Hello to all on the Forum. I went out to my kinfolks ranch out in Frost to sit on the bank of the stream with my sling hoping for some action. It had rained earlier in the day and the shade from the trees made it nice and cool to sit and wait. After about an hour all the squirrel were too busy barking at each other to worry about me shooting steel at them. I popped this one out of a tree from 11 paces away.


----------



## M.J (Nov 1, 2010)

That's the way to do it!

Great job :thumbsup:


----------



## August West (Jan 21, 2012)

Nice shot!

Be careful though, this time of year your liable to kill one that is nursing or has a belly full of babies.


----------



## treefork (Feb 1, 2010)

Good point AW.


----------



## BC-Slinger (Jan 6, 2013)

Great shot that should make for a tastey dinner.


----------



## SuperMonkeySlinger (Jan 28, 2013)

Wonderful Shot!

SMS


----------



## Charles (Aug 26, 2010)

Nice one!!! Should be tasty.

Cheers ..... Charles


----------



## Berkshire bred (Mar 4, 2012)

nice shot and I like the simple frame slingshot as well


----------



## Imperial (Feb 9, 2011)

nice kill. im sure it felt great to get a squirrel with a good ole fashioned tree fork slingshot and not a fancy one .


----------



## DaveSteve (May 16, 2012)

Nice kill!

What kind of bands and ammo did you use?


----------



## chico (Feb 2, 2013)

DaveSteve said:


> Nice kill!
> What kind of bands and ammo did you use?

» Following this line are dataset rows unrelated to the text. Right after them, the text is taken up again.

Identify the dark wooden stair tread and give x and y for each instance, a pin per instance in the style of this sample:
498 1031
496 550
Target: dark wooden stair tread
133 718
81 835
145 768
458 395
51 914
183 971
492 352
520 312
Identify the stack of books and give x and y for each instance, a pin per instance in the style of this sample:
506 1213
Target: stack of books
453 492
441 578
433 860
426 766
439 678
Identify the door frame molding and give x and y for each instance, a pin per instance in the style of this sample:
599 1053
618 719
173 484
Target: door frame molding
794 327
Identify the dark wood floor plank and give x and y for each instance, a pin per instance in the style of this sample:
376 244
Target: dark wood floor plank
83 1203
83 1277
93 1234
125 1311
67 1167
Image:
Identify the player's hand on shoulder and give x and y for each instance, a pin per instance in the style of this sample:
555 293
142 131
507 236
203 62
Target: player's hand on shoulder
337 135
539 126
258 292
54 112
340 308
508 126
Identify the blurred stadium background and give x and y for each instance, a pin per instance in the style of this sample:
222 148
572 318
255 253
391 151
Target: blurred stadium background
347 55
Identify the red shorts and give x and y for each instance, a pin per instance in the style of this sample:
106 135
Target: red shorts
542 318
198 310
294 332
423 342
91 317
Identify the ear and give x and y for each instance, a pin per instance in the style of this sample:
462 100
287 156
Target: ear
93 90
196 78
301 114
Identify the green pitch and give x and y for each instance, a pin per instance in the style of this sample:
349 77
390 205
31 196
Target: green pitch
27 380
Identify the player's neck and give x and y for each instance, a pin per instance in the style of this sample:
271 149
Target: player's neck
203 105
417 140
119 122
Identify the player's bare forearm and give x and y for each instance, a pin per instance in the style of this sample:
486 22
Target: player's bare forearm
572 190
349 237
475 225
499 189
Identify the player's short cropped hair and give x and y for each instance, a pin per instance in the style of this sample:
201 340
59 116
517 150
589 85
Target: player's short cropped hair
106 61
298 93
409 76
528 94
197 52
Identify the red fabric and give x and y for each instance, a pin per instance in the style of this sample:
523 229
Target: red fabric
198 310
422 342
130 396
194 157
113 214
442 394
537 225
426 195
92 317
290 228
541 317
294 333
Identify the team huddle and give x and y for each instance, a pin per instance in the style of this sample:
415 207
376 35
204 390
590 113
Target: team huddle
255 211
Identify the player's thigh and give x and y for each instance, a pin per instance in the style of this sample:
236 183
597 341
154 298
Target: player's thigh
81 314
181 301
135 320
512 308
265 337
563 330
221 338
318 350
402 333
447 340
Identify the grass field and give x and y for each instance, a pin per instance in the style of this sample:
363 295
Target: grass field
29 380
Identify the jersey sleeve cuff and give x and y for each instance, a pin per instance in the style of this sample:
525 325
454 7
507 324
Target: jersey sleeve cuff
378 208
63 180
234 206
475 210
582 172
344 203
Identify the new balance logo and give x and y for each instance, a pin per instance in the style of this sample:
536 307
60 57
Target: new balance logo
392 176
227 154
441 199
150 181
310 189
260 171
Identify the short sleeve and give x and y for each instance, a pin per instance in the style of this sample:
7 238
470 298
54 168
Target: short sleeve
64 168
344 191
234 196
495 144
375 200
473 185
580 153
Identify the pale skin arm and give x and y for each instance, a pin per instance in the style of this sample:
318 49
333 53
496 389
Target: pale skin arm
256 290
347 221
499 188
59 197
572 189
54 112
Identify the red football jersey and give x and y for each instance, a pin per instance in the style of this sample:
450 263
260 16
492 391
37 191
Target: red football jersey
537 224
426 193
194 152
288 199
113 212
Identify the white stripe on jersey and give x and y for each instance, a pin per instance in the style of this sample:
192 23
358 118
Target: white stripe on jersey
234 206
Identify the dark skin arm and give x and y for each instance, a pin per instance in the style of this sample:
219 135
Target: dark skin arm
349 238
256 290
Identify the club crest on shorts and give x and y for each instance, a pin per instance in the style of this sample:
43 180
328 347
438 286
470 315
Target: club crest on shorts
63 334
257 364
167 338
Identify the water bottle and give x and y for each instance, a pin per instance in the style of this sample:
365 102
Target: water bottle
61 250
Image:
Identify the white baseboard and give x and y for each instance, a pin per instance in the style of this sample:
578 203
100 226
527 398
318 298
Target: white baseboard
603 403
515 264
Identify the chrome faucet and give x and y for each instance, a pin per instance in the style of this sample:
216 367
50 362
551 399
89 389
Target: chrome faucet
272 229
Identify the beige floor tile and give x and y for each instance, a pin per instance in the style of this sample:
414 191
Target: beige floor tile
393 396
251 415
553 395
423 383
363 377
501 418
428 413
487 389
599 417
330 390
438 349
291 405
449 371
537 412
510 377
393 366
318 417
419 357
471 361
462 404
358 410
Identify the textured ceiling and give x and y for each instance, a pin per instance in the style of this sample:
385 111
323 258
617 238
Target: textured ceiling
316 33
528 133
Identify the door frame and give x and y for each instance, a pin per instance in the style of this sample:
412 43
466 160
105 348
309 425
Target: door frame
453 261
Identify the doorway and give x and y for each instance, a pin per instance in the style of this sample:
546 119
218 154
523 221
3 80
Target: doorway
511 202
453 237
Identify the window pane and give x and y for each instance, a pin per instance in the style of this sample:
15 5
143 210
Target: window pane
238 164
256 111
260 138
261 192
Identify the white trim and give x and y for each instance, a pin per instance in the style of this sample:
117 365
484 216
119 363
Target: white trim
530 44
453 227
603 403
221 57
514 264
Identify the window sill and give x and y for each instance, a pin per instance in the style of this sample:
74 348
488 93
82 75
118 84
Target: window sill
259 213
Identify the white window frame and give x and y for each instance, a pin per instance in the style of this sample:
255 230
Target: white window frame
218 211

I used the heaviest resistence band in a "resistence toning band kit" that i got from dicks sporting goods. I cut the bands to 11 and a half inches, with a 1in. to 3/4in. taper. I used 3/8th steel daisy ammo from dicks also.


----------



## DaveSteve (May 16, 2012)

chico said:


> DaveSteve said:
> 
> 
> > Nice kill!
> ...


Cool! Thanks for your answer.


----------



## Susi (Mar 3, 2013)

Here in Ecuador, no squirrels, we raise/eat guinea pigs which my hubby says are about the same flavor, size. We charcoal BBQ them instead of pan fry...try it on Squirrel...baste with lard, bacon grease or oil as it cooks so it won't dry out...don't be shy on spices. Bacon grease works best. Cholestorol be damned...enjoy life while you are alive, afterall we never know we're dead when we're dead. Think about it. NICE KILL!!! I'd trade a steel ball for that any day. Good thing about SSs, unlike guns, game doesn't know you're shooting at them, at least from the sound.


----------



## Adirondack Kyle (Aug 20, 2012)

Squirrel with 3/8? That's pretty cool man, are you getting nasty hand slaps with that set up?
Either way, nice shot!


----------



## 223fan (Apr 28, 2013)

Good shooting. I hope to be able to do that this fall.


----------



## AK Rick (Jan 11, 2013)

Nice harvest

I'd double check the regs for your neck of the woods though.......even here small game is closed. For health reasons I do not eat rodents in a month without a R in it. Too many paracites come along with warm weather.


----------



## chico (Feb 2, 2013)

Adirondack Kyle said:


> Squirrel with 3/8? That's pretty cool man, are you getting nasty hand slaps with that set up?
> Either way, nice shot!


I dont get bandslap with that setup. I really enjoy shooting it. I use 3/8th steel ammo because of its availability to me.


----------